The above referenced securities were issued in reliance upon the exemption from the registration contained in Section 4(a)(2) of the Securities Act of 1933, as amended (the “Securities Act”), and Rule 506 of Regulation D promulgated thereunder. We are registering the offer and resale of the Shares to satisfy the provisions of the Registration Rights Agreement dated June 5, 2023, pursuant to which we agreed to register the resale of the Shares.
We are not selling any Common Stock under this prospectus and will not receive any of the proceeds from the sale of Shares by the selling securityholders.
The selling securityholders identified in this prospectus may offer the Shares from time to time through public or private transactions at fixed prices, at prevailing market prices at the time of sale, at prices related to the prevailing market price, at varying prices determined at the time of sale, or at negotiated prices. The registration of the Shares on behalf of the selling securityholders, however, does not necessarily mean that any of the selling securityholders will offer or sell their Shares under this registration statement or at any time in the near future. We provide more information about how the selling securityholders may sell their Shares in the section entitled “Plan of Distribution” on page 18.
The selling securityholders will bear all commissions and discounts, if any, attributable to the sale or disposition of the Shares, or interests therein and all costs, expenses and fees in connection with the registration of the Shares. We will not be paying any underwriting discounts or commissions in this offering or costs, expenses, and fees in connection with the registration of the Shares described in this prospectus. We will pay the expenses of registering the Shares.
Our Common Stock is traded on The Nasdaq Global Select Market under the symbol “TBIO.” On July 26, 2023, the last reported sale price of our Common Stock was $1.57 per share.
We are an “emerging growth company” under the federal securities laws and, as such, are subject to reduced public company reporting requirements.
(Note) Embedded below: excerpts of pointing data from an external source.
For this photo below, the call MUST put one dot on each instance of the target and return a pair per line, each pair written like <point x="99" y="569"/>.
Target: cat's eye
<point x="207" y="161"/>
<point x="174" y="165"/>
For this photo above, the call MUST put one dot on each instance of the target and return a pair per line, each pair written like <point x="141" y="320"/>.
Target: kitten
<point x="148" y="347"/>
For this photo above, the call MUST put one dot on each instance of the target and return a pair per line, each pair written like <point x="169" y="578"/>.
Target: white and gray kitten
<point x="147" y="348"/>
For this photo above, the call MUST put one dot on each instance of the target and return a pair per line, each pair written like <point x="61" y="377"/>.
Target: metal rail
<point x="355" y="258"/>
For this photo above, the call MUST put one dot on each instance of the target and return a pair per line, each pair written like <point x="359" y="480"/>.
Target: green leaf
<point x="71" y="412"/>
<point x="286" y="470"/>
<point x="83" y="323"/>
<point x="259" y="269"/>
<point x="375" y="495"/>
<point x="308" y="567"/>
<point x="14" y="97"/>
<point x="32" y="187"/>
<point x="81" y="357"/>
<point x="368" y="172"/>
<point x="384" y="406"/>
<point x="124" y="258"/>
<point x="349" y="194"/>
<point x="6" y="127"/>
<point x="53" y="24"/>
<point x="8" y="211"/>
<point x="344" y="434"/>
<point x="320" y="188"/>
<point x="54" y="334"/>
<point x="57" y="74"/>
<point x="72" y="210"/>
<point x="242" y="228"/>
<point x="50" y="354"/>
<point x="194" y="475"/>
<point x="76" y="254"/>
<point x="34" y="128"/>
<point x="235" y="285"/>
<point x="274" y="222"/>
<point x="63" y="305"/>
We may amend or supplement this prospectus from time to time by filing amendments or supplements as required. You should read the entire prospectus and any amendments or supplements carefully before you make your investment decision.
Investing in these securities involves risks. Please carefully read the information under the headings “Risk Factors” beginning on page 8 of this prospectus and “Item 1A – Risk Factors” of our most recent report on Form 10-K that is incorporated by reference in this prospectus before you invest in our securities.
Neither the Securities and Exchange Commission nor any state securities commission has approved or disapproved of these securities or passed upon the adequacy or accuracy of this prospectus. Any representation to the contrary is a criminal offense.
The date of this prospectus is , 2023.